To illustrate the utility of MetScape for mapping metabolomics data and merging them with other omics data, we loaded the list of metabolites detected in plasma samples of individuals with and without incident type 2 diabetes from the Framingham Heart Study, reported by Wang et al. (45). Among the most significant metabolites that had higher concentrations at baseline between case and control subjects were three branched-chain amino acids (BCAAs), leucine (P = 0.0005), isoleucine (P = 0.0001), and valine (P = 0.001), and three aromatic amino acids, phenylalanine (P < 0.0001), tyrosine (P < 0.0001), and tryptophan (P = 0.003). Figure 4 shows the MetScape network for the valine, leucine, and isoleucine degradation pathway. To complement the metabolomics data, we also loaded gene expression data and the list of pathways that are differentially expressed in human diabetic muscle compared with healthy controls (46). This tool supports simultaneous analysis of gene expression and metabolomics data that can facilitate generating new hypotheses and prioritization of genes/compounds for targeted follow-up studies. It is worth pointing out that MetScape networks tend to get large, especially when gene expression data are included, introducing the so called “hairball” effect and making it difficult to comprehend the underlying perturbed pathways. MetScape has built in powerful filtering mechanisms that allow users to focus on the relevant parts of networks. When a network is built, the tool displays the list of the pathways that involve the nodes in that network.
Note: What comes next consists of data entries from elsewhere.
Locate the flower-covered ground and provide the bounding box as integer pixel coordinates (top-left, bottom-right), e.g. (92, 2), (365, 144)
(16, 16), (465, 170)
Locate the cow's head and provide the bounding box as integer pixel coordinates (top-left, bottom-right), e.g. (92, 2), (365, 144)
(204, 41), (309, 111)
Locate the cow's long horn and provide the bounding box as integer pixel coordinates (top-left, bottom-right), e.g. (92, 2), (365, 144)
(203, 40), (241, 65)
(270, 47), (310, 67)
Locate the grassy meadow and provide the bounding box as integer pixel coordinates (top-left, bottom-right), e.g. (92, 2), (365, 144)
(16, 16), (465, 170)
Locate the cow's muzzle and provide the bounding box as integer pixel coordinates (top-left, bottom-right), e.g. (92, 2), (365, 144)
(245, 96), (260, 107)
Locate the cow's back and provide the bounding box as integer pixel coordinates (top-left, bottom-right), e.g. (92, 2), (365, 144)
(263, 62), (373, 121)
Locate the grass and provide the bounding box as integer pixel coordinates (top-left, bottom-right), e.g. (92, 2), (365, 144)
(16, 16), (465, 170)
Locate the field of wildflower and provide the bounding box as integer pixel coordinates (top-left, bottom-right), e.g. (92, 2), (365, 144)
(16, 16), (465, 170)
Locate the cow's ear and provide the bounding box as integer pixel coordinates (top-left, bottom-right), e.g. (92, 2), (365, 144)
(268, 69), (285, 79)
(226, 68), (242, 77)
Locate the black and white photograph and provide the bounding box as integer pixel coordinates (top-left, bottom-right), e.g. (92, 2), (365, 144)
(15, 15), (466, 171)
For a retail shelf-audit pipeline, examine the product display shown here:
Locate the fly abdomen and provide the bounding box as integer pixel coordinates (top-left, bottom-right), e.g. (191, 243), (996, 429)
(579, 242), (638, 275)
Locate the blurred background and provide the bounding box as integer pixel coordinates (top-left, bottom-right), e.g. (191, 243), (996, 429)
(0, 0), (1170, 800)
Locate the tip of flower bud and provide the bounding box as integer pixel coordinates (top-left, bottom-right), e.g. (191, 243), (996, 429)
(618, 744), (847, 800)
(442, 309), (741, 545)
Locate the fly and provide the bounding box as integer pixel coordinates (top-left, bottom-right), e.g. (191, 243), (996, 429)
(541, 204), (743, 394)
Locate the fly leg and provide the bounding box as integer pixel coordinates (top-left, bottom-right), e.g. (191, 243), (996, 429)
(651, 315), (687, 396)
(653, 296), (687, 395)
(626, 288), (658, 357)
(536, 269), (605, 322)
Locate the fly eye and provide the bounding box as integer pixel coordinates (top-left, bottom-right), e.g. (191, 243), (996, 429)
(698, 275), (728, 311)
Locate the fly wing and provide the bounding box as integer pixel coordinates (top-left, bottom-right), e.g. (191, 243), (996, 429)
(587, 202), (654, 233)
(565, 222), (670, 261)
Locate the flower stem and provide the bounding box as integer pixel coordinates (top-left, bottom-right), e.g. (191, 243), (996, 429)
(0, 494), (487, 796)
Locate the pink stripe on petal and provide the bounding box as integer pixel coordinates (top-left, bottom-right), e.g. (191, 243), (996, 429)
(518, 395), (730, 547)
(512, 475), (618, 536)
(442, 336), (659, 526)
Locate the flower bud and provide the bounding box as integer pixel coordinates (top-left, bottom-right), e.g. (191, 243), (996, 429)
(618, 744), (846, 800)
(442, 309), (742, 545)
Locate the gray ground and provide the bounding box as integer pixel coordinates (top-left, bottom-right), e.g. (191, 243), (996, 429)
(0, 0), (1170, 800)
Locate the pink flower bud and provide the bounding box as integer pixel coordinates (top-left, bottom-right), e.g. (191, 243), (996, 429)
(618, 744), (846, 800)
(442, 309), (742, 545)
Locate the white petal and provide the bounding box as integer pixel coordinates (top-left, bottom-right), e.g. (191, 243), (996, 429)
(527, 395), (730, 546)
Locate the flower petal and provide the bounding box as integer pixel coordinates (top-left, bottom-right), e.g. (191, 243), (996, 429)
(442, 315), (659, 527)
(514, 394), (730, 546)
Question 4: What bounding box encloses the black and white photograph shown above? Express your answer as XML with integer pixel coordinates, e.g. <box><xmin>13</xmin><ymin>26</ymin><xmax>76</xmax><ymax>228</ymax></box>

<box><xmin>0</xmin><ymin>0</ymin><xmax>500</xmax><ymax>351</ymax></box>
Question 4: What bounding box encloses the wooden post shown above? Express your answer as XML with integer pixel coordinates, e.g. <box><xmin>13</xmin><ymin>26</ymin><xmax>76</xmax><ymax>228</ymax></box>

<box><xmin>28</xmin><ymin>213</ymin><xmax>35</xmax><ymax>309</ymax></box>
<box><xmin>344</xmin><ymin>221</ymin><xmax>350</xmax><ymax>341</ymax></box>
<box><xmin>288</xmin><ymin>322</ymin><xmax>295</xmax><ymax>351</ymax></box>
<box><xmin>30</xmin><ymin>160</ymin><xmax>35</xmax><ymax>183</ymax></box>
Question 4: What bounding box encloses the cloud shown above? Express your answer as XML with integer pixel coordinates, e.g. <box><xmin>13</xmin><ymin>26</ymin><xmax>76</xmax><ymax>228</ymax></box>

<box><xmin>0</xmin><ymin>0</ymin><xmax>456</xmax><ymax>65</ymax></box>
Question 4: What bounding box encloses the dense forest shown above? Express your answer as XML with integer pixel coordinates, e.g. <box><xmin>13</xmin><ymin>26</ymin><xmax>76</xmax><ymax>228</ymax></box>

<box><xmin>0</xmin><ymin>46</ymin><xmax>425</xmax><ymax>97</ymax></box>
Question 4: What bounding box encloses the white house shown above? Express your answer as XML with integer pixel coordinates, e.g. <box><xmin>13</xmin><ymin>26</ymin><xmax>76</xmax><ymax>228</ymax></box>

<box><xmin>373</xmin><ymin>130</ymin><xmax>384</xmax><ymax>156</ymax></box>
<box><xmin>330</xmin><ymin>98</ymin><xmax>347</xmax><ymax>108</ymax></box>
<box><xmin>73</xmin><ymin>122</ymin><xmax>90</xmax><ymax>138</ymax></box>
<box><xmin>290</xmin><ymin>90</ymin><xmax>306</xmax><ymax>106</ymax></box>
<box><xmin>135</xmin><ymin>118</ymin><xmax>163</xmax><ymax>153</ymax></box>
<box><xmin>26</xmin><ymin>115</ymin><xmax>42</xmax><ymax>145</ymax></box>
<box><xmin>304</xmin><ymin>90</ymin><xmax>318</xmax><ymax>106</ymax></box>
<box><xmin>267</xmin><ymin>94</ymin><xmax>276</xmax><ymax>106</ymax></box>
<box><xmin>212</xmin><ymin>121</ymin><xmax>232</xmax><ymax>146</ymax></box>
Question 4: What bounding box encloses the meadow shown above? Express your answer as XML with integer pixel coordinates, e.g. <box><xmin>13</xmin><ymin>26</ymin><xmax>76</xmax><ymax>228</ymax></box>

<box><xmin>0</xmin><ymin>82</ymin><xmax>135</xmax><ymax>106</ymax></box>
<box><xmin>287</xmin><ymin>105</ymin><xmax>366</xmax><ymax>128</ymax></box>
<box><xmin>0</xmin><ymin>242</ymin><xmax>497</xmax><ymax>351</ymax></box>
Users can select one or more pathways and respective nodes will be highlighted. MetScape also provides an easy way to create manageable subnetworks that can be interrogated further. Additional options for interrogating large networks include Concept filter (if a file containing the list of concepts enriched based on gene expression data have been supplied by the user) as well as built-in Cytoscape features, such as Group Attributes layout.

Figure 4.

MetScape network for valine, leucine, and isoleucine degradation pathway. A: The metabolites are shown as pink hexagons. The metabolites that were experimentally measured by Wang et al. (45) are shown in red. Green border shows significant metabolites. Gene expression data from Mootha et al. (46) were superimposed on the metabolic network. Gene nodes are blue; the size of the node represents the direction of the change. Dark blue color is reserved for genes from enriched pathways. Gray nodes represent the reactions, and green nodes are enzymes. B: A zoomed in view of the same network, where MetDisease was used to annotate the metabolites with MeSH disease terms. The lower part of the figure shows the portion of MeSH tree. When diabetes mellitus is selected, the related metabolites (in this case valine) are selected. Additional information can be obtained by right-clicking on metabolite node. The insert on the right shows the list of publications that support the connection between the metabolite and the MeSH term.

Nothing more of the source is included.